In this paper, an analysis of the characteristics presented by a sample of 111 recent papers where metaheuristics described as “new”, “novel”, “advanced”, “improved”, or similar was conducted. Different aspects were studied, such as the number of citations received, the origin of the proposed optimization algorithms, as well as the problems they solve. Valuable conclusions emerged from the analysis. These are listed below.

  • There is currently a trend to develop improved versions of established algorithms. Unfortunately, these studies present a deficient level of innovation because they only recombine well-known optimization components.

  • The names used by algorithm designers to label their creations do not serve to catalog their features clearly and concisely. Moreover, they only generate a fictitious research field where the proposed algorithm is compared with others bearing the same name, avoiding contrasting frameworks with scientific rigor and objectivity.

  • It is common for metaheuristic designers to have limited knowledge of the NFL theorem, which in turn causes them to erroneously use it as an argument in favor of proposing ever more powerful algorithms.

  • Although some cases allow the existence of Free Lunch Theorems, they are simply ignored by metaheuristic designers, representing an unexploited field of research.

  • The constant claims of algorithms with outstanding performance seem to be more a literary resource to get a new algorithm published than a fact. This is especially evident in the high number of “improved” versions that seek to fix the flaws exhibited by algorithms that were once presented as superior.
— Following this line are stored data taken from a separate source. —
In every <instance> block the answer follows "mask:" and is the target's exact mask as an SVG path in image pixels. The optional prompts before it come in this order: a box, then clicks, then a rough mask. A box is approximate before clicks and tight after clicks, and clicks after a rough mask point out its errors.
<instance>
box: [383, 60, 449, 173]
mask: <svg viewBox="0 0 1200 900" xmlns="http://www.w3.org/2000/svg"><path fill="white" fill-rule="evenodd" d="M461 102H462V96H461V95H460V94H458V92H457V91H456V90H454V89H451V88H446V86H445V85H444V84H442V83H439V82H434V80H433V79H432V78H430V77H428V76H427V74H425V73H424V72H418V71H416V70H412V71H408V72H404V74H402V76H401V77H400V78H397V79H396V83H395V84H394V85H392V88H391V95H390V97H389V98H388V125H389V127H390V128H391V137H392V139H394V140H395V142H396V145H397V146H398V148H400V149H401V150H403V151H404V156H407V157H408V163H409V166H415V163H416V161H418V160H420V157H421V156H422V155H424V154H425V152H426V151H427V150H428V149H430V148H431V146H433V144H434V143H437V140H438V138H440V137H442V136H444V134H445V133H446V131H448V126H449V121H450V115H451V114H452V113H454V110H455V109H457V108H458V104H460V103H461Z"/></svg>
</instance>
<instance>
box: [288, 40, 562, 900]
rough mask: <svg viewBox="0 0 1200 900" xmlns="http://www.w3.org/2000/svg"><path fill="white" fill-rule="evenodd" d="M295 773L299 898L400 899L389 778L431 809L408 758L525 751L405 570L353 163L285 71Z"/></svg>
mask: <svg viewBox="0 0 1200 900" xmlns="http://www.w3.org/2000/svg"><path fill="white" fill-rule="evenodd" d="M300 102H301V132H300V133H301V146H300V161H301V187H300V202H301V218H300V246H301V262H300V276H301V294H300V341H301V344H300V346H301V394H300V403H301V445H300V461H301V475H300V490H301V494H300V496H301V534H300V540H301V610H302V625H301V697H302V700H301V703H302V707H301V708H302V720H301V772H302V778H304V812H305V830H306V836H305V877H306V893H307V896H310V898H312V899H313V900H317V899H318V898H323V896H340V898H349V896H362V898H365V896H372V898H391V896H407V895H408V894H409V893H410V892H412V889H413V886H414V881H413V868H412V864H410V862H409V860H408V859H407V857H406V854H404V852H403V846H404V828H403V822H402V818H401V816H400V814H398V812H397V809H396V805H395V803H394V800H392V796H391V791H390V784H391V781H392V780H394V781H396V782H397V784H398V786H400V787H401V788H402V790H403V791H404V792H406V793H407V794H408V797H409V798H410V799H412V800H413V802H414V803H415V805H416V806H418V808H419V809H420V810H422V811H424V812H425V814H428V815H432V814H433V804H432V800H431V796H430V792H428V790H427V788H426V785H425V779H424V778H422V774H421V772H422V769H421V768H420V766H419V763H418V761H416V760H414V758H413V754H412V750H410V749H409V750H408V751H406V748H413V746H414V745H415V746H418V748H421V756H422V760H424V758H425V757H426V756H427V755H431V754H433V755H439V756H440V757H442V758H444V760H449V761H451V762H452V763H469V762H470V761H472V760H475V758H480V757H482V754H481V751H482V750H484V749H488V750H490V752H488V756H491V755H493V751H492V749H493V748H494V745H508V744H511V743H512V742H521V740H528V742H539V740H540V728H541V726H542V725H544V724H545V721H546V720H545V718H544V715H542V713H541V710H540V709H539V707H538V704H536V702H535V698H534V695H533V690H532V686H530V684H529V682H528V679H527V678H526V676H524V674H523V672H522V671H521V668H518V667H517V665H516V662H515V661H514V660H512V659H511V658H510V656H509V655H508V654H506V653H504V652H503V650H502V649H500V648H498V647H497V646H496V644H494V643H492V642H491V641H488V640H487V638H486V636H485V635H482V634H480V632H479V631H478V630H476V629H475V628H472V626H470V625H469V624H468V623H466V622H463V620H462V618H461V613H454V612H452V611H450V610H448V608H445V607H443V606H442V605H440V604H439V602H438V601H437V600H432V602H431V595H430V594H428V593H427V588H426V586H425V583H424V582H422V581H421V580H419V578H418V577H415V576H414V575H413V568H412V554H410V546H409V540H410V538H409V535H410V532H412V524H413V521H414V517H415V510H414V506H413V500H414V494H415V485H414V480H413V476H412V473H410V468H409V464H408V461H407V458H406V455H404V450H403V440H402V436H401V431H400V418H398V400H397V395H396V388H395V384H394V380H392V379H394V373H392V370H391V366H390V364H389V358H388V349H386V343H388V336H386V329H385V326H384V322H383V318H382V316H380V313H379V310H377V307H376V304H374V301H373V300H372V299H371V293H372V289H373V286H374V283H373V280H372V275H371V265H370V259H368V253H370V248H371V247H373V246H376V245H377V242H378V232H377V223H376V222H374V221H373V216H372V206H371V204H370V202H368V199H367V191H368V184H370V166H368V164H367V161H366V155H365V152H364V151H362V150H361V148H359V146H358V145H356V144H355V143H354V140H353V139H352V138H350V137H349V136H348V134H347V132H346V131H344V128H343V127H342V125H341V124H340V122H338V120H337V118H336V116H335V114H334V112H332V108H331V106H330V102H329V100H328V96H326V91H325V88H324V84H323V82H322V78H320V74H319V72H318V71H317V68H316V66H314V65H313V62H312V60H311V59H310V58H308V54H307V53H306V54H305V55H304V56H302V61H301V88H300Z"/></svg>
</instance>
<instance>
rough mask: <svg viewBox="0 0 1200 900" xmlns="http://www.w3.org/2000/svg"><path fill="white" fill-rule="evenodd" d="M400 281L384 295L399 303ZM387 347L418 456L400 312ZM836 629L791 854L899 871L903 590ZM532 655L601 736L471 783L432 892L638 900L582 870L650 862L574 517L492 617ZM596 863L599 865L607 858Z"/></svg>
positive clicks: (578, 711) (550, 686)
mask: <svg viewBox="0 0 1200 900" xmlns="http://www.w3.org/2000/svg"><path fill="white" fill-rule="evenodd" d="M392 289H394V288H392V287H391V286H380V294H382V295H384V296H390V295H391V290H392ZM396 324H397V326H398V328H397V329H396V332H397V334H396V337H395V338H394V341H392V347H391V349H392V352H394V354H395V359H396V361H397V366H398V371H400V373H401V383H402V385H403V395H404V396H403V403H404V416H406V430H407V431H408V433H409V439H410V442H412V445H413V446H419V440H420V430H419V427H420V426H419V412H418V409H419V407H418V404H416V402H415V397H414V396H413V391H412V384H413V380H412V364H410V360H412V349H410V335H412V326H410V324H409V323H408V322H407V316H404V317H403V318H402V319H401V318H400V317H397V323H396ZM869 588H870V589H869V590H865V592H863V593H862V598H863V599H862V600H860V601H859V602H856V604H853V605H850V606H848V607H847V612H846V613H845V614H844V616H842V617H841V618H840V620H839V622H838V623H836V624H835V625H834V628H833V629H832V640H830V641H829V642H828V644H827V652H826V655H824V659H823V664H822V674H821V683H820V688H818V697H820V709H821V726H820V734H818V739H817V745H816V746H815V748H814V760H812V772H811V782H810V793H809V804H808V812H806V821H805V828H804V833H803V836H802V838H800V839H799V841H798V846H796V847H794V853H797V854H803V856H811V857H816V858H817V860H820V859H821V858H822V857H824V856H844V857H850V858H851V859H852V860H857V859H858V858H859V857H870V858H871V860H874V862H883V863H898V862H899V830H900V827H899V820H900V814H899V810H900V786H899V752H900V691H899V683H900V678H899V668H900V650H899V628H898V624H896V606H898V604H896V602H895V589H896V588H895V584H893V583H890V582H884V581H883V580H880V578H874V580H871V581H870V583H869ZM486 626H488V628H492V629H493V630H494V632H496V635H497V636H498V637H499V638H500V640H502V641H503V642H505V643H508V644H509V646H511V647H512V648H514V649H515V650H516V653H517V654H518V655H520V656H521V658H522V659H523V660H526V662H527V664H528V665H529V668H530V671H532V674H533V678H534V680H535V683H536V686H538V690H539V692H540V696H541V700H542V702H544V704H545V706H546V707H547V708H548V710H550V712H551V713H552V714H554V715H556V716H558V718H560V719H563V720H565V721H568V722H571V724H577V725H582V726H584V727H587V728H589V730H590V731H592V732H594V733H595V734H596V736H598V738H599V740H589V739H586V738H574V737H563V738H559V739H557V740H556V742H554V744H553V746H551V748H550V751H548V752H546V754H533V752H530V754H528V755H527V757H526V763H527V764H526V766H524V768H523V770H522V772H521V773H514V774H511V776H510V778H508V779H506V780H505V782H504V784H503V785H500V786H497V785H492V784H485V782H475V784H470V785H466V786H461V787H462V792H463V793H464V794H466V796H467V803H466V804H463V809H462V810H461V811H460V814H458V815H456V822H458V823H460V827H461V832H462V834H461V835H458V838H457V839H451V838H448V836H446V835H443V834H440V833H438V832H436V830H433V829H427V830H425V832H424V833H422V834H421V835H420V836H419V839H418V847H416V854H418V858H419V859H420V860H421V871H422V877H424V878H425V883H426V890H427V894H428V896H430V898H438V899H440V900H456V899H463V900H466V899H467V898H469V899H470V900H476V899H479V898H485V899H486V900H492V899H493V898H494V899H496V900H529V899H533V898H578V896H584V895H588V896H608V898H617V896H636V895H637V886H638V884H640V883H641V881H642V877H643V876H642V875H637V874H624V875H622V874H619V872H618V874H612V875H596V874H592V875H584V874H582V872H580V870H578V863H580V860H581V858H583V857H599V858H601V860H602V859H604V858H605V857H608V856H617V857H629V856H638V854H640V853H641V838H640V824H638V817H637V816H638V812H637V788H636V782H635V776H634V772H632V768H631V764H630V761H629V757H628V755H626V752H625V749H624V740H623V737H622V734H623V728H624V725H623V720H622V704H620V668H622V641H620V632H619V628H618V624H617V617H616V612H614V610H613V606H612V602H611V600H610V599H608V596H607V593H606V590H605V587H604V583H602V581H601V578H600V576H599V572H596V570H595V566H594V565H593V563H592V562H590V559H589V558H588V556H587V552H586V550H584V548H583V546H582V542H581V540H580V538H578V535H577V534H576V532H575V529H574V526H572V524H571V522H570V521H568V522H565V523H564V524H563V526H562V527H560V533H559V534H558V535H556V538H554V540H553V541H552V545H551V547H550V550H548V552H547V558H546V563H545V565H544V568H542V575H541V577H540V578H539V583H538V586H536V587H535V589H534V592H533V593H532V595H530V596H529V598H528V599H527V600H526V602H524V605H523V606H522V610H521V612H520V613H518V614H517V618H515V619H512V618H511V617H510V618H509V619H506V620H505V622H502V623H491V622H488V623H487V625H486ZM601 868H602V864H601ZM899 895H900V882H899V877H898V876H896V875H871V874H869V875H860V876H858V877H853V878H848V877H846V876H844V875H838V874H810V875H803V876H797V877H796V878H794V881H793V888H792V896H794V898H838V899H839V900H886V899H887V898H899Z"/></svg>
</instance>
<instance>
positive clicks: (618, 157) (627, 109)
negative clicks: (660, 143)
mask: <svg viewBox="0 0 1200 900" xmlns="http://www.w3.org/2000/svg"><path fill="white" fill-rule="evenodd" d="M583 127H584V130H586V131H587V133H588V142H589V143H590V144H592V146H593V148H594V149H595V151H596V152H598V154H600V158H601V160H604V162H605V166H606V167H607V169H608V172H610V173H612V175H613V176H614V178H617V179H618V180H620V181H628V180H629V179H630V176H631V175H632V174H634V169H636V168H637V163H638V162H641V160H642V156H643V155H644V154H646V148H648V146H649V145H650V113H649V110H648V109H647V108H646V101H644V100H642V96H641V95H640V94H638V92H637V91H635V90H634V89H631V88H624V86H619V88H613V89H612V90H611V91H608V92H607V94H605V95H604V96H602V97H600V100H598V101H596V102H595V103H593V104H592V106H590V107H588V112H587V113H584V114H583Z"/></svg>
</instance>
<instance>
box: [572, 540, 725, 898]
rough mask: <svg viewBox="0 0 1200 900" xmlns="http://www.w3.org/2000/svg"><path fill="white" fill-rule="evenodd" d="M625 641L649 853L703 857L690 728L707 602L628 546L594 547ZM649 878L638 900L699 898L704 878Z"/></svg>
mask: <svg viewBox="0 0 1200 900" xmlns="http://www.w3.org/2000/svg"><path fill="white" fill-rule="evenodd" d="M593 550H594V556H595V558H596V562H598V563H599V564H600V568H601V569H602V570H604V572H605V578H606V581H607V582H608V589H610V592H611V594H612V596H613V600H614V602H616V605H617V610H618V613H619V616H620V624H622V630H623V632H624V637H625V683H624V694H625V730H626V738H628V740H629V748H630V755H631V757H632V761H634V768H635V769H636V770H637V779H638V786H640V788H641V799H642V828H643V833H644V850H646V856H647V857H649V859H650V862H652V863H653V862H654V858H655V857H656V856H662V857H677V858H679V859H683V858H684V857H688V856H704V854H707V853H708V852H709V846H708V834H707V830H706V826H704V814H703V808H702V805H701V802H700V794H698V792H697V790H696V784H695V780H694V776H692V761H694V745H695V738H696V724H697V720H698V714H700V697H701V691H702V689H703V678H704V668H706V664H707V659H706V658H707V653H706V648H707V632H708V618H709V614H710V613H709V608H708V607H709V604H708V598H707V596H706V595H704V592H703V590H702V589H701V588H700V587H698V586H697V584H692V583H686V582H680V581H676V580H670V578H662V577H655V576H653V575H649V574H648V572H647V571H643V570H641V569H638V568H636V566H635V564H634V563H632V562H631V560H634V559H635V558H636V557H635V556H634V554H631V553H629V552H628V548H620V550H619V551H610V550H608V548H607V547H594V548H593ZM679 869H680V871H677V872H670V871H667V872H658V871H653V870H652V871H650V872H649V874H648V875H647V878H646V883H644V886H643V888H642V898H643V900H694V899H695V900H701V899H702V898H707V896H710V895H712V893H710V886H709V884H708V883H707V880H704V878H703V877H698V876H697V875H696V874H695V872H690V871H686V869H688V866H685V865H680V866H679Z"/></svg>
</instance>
  • Despite the claim that the new proposed metaheuristics can solve “real world” problems, the truth is that the engineering problems they solve are far from being applicable in real practical situations.

  • Studies that propose metaheuristics, whether new or improved, may have been subjected to poor review processes.

  • From the review of their components, it was shown that some algorithms, like Black Widow Optimization and Coral Reef Optimization, are not really innovative but rather inefficient mixtures of evolutionary operators. By extension, this may also apply to their recently released improved versions.

  • It is necessary that both editors and reviewers raise the standards required for this kind of study to only allow the publication of those that effectively present innovative ideas that enrich the research field.